Wavelength (λ) is the distance between two identical points on adjacent cycles. Wavelength indicates the physical distance a single cycle of a wave would occupy if it were standing still. In practice, wavelength is important because of how it relates to acoustics, especially sound proofing.

It is much easier to influence/absorb high frequencies than it is low frequencies due their wavelengths. Generally speaking, in order to absorb a sound you need to present it with a barrier that is meaningful relative to its wavelength. The tricky thing is that the range of wavelengths for the frequencies that we can hear is massive.

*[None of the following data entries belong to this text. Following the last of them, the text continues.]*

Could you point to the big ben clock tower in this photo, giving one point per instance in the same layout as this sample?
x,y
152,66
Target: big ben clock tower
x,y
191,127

We can calculate wavelength by dividing velocity by frequency (λ = v/f). For example, if we want to see how long a 500 Hz sound wave is, we can use our average velocity of 343 m/s to solve for wavelength. In this case:

λ = v/f

λ = 343/500

λ = 0.686 metres

Think about this the next time you are planning acoustic treatment for your music space. You might be tempted to put some thin foam on the walls of your studio with the hopes of controlling sound. For high frequencies? Sure, no problem. For low frequencies? Forget about it.

This effect is also observable in many other day to day examples. We can hear the bass escaping from a car driving by, while the closed windows are able to block the highest frequencies. We hear the rumble of a subway even from an adjacent building, but not the high frequencies. Even placing your hand in front of your mouth while speaking damps high frequency content while the midrange frequencies aren't affected.

See the following table for some examples of wavelengths for the frequencies we can hear.

Frequencies by wavelength. Behold the vast range here: 1.7 cm at 20 kHz down to 17 metres at 20 Hz. No wonder it is so hard to control those low frequencies!